Ancient Sicilian city

Palike (Παλική; Palikè) was an ancient city on Sicily. Its archeological site is located in Rocchicella on a spur of basalt in the valley of the Margi river. It lies at a distance of two kilometers to the west of the comune of Palagonia, but is part of the comune of Mineo, both in the province of Catania. The Sicilian Region has recently acquired the area and opened it to the public. An exhibition was created to show the materials found there during excavations.

==History==
There are no certain origins to this ancient town. Diodorus Siculus writes that it was founded in 453 BCE by the native Sikel leader Ducetius. It was named after the sanctuary of the Palici nearby. The city was surrounded by strong walls and grew rapidly because of the fertility of its soil. However, it was soon destroyed and the site remained uninhabited at the time Diodorus wrote the Bibliotheca historica, which he finished in approximately 60 BCE.

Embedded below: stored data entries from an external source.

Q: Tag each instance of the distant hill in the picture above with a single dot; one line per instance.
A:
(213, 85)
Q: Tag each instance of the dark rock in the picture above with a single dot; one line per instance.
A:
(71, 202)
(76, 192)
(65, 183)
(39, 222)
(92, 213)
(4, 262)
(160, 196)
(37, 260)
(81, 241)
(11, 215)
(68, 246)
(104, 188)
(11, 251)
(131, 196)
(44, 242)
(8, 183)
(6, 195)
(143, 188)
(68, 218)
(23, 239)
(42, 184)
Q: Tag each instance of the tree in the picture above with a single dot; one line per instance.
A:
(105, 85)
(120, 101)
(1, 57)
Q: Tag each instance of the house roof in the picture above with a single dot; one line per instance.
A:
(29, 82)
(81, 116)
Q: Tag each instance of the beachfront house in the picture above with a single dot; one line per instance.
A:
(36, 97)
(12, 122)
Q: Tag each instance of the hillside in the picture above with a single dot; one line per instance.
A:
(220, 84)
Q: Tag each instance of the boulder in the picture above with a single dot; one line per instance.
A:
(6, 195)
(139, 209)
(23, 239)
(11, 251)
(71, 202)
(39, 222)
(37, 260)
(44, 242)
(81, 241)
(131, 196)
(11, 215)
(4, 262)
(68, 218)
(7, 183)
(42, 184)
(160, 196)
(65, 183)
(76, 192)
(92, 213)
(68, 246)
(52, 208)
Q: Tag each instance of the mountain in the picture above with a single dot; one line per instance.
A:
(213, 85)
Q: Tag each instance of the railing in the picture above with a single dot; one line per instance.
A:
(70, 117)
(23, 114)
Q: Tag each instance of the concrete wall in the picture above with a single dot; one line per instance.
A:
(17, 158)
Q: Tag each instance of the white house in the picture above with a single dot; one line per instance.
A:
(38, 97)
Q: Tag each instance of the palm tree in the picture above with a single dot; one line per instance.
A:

Palike's destruction most likely happened in 440 BCE, when the city of Trinakie was destroyed by Syracuse according to Diodorus Siculus. Ducetius had died of an illness earlier in the same year. Peter Green and several other historians argue that Trinakie was most likely the same city as Palike. The table of contents of the Bibliotheca historica refers to the Syracusan campaign as being conducted "against the Picenians", which makes no sense. If the spelling of the Ancient Greek text is slightly altered, this would read "against the men of Palici". Trinakie is an ancient indigenous name for Sicily, which would have been a suitable name for the nationalistic ambitions of the Sicels. The city might have been renamed to Trinakie or it could have been the name of its acropolis.